Dall’11 al 16 settembre a Venezia, l’Associazione biblica italiana organizza un convegno con studiosi italiani ed europei che sembra uscito dalle ombre del primo Novecento. “Israele popolo di un Dio geloso: coerenze e ambiguità di una religione elitaria”. Niente meno. L’Associazione, riconosciuta dalla Cei, di cui fanno parte esponenti del clero cattolico e protestante, 800 studiosi e professori di cultura laica e che il Papa ha salutato a Roma lo scorso settembre, discuterà delle “radici di una religione che nella sua strutturazione può dare adito a manifestazioni ritenute degeneranti”. Degeneranti? L’ebraismo avrebbe come conseguenze spesso il “fondamentalismo” e “l’ assolutismo”. “Il pensarsi come popolo appartenente in modo elitario a una divinità unica ha determinato un senso di superiorità della propria religione”, recita il programma veneziano.

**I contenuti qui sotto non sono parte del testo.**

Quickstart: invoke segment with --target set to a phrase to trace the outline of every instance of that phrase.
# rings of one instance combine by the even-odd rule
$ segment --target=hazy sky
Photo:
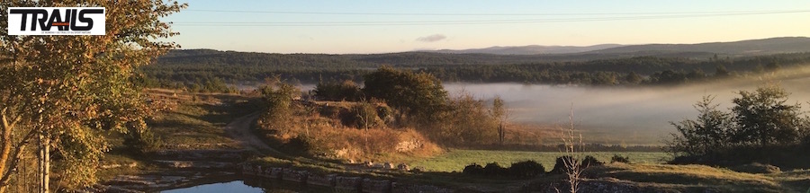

Non si è fatta attendere la risposta, durissima, dei rabbini italiani. Giuseppe Laras, già rabbino capo di Milano e presidente emerito dell’Assemblea rabbinica italiana, ha scritto ai vertici dell’Associazione biblica, denunciandone le posizioni, ma senza ottenere risposta. “Sono, ed è un eufemismo, molto indignato e amareggiato!”, scrive Laras nella lettera che il Foglio anticipa qui. “Certamente, indipendentemente da tutto, ivi incluse le possibili future scuse, ripensamenti e ritrattazioni, emergono lampanti alcuni dati inquietanti, che molti di noi avvertono nell’aria da non poco tempo e su cui vi dovrebbe essere da parte cattolica profonda introspezione: un sentore carsico di risentimento, insofferenza e fastidio da parte cristiana nei confronti dell’ebraismo; una sfiducia sostanziale nella Bibbia e un ridimensionamento conseguente delle radici bibliche ebraiche del cristianesimo; un abbraccio con l’islam che è tanto più forte quanto più si è critici da parte cristiana verso l’ebraismo, inclusa ora perfino la Bibbia e la teologia biblica”.

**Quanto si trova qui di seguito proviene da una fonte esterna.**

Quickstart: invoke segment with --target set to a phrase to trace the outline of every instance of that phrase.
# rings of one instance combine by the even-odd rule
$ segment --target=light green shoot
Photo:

Secondo Laras, “questo programma dell’Associazione biblica italiana è la sconfitta dei presupposti e dei contenuti del dialogo ebraico-cristiano, ridotto ahimè da tempo a fuffa e aria fritta. Personalmente registro con dolore che uomini come Martini e il loro Magistero in relazione a Israele in seno alla chiesa siano stati evidentemente una meteora non recepita, checché tanto se ne dica”. Questa teologia ha conseguenze politiche, dice Laras: “La causa dell’instabilità del medio oriente e dunque del mondo sarebbe Israele (colpa politica); la causa remota del fondamentalismo e dell’assolutismo dei monoteismi sarebbe la Torah, con ricadute persino sul povero islam (colpa archetipica, simbolica, etica e religiosa). Ergo siamo esecrabili, abbandonabili e sacrificabili. Questo permetterebbe un’ipotesi di pacificazione tra cristianesimo e islam e l’individuazione del comune problema, ossia noi. E stavolta si trova un patrigno nobile nella Bibbia e un araldo proprio nei biblisti”.

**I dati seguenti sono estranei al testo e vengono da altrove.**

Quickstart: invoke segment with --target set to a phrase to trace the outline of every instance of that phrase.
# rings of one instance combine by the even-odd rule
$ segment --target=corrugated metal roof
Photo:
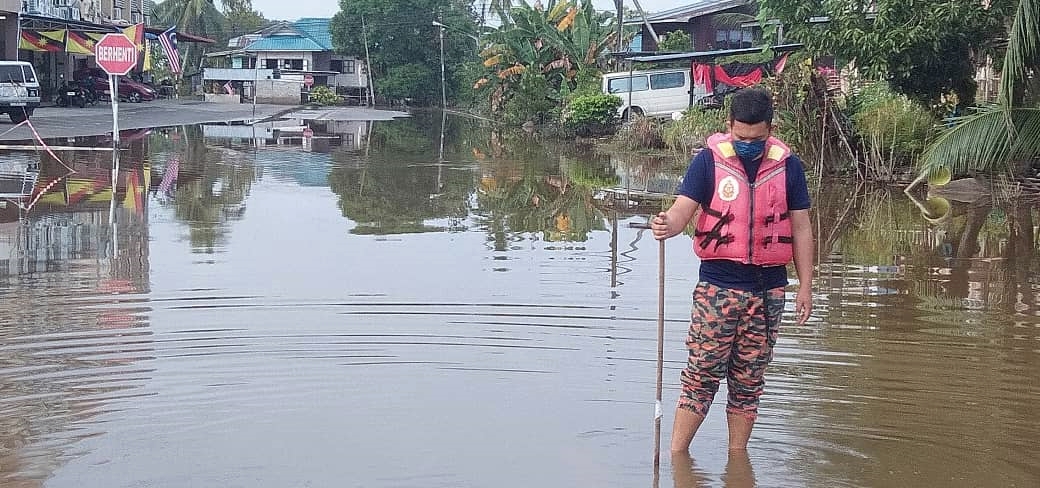
[[[753,3],[754,0],[697,0],[693,3],[647,15],[651,24],[664,22],[690,22],[701,16],[723,11]],[[643,19],[633,17],[625,21],[625,25],[642,24]]]
[[[245,47],[246,51],[326,51],[318,43],[302,35],[271,35]]]
[[[300,19],[292,25],[296,30],[312,38],[327,51],[332,51],[332,31],[329,30],[331,19],[307,18]]]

D’accordo con Laras i principali rabbini italiani, a cominciare da Roberto Della Rocca, responsabile dell’educazione nelle comunità ebraiche italiane. “Non voglio fare il processo alle intenzioni”, dice al Foglio il rabbino capo di Milano, Alfonso Arbib. “Ma o è uno scivolone o è qualcosa di preoccupante. Sono argomentazioni teologiche usate nel passato come arma antiebraica il Dio vendicativo degli ebrei, il Dio della giustizia contrapposto al Dio dell’amore, usate come propaganda antiebraica. Quando si usano argomentazioni del genere a noi si alzano le antenne. La chiesa cattolica nel dialogo ebraico-cristiano ha superato queste argomentazioni. Sembra che ora vengano riprese. L’idea dell’ebraismo elitario che si sente superiore è stata usata nel passato in maniera preoccupante. E’ chiaramente il sospetto che si voglia avere una ricaduta sull’attualità, su Israele”.
D’accordo con Arbib il rabbino capo di Roma, Riccardo Di Segni, che al Foglio dice: “O è una cosa fatta con piena coscienza e quindi gravissima, oppure non si rendono conto. Non è solo una analisi teologica, biblica, ma un discorso che si presta a essere contestualizzato al medio oriente, con implicazioni micidiali in politica”. Alla stesura della lettera di protesta dei rabbini ha partecipato anche un laico, David Meghnagi, docente a Roma Tre, esperto di didattica della Shoah e membro dell’Unione comunità ebraiche italiane. “Sono convinto che il convegno sia l’indice che dentro la chiesa, fra gli intellettuali e gli studiosi, gli elementi di marcionismo che l’hanno corrotta non sono stati superati”, dice Meghnagi al Foglio. “E sono presenti anche nella cultura laica che legge la Bibbia. Lo si vede negli interventi di Eugenio Scalfari su Repubblica, la contrapposizione fra il Dio veterotestamentario e quello del Nuovo Testamento. Nel 1990, alla prima giornata dell’amicizia fra ebrei e cristiani della Cei, mentre piovevano i missili su Tel Aviv da parte dell’Iraq, mi si avvicina un vescovo e mi dice: Lo sa quanta fatica noi cristiani facciamo per nobilitare il Vecchio Testamento?’. Il linguaggio cristiano rispetto agli ebrei presenta diverse patologie, compresa la valutazione degli ebrei come popolo decaduto, di cui si eredita la primogenitura. Solo dopo la Shoah c’è stata una rivalutazione. Nella cultura più ampia di molti laici e democratici ci sono pregiudizi che arrivano da questa visione”.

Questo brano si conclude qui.